The reason to bring $\Delta$ into the picture is that given the above identity for $\Delta$ applied to falling factorials, it is not hard to see that $S(T)$ is its own finite difference:

$\displaystyle \Delta S(T) = S(T)$

Expanding, we get $S(T+1) - S(T) = S(T)$ and hence $S(T+1) = 2 S(T)$ . (Yes, I know, there’s that pesky subtraction of types again; in the time-honored tradition of combinatorics we’ll simply pretend it makes sense and trust there is a way to make it more formal!) Solving this recurrence together with the initial condition $S(0) = 1$ yields

$\displaystyle S(T) = 2^T$

which we can interpret as the space of functions from $T$ to Bool—that is, the type of sets over $T$ , just like it should be! (Note that replacing falling factorial with exponentiation yields something which is its own derivative, with a solution of $e^T$ —which indeed represents the species of sets, though it’s harder to see what $e$ has to do with anything.)

Enough with the detour. What if we sum over $T^{\overline{n}}/n!$ ?

$\displaystyle M(T) = 1 + T + \frac{T^{\overline{2}}}{2!} + \frac{T^{\overline{3}}}{3!} + \dots$

There’s a backward difference operator, $\nabla f(x) = f(x) - f(x-1)$ , with the property that

$\displaystyle \nabla x^{\overline{n}} = n x^{\overline{n-1}}$

Hence $\nabla M(T) = M(T)$ , i.e. $M(T) - M(T-1) = M(T)$ , but here I am a bit stuck. Trying to solve this in a similar manner as before yields $M(T-1) = 0$ , which seems bogus. $0$ is certainly not a solution, since $M(0) = 1$ . I think in this case we are actually not justified in subtracting $M(T)$ from both sides, though I’d be hard-pressed to explain exactly why.
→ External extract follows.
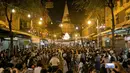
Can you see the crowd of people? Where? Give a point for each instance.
(64, 59)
Intuitively, $M(T)$ ought to represent unordered tuples of $T$ of any length—that is, the type of multisets over $T$ . This is isomorphic to the space of functions $T \to \mathbb{N}$ , specifying the multiplicity of each element. I claim that $\mathbb{N}^T$ is in fact a solution to the above equation—though I don’t really know how to derive it (or even what it really means).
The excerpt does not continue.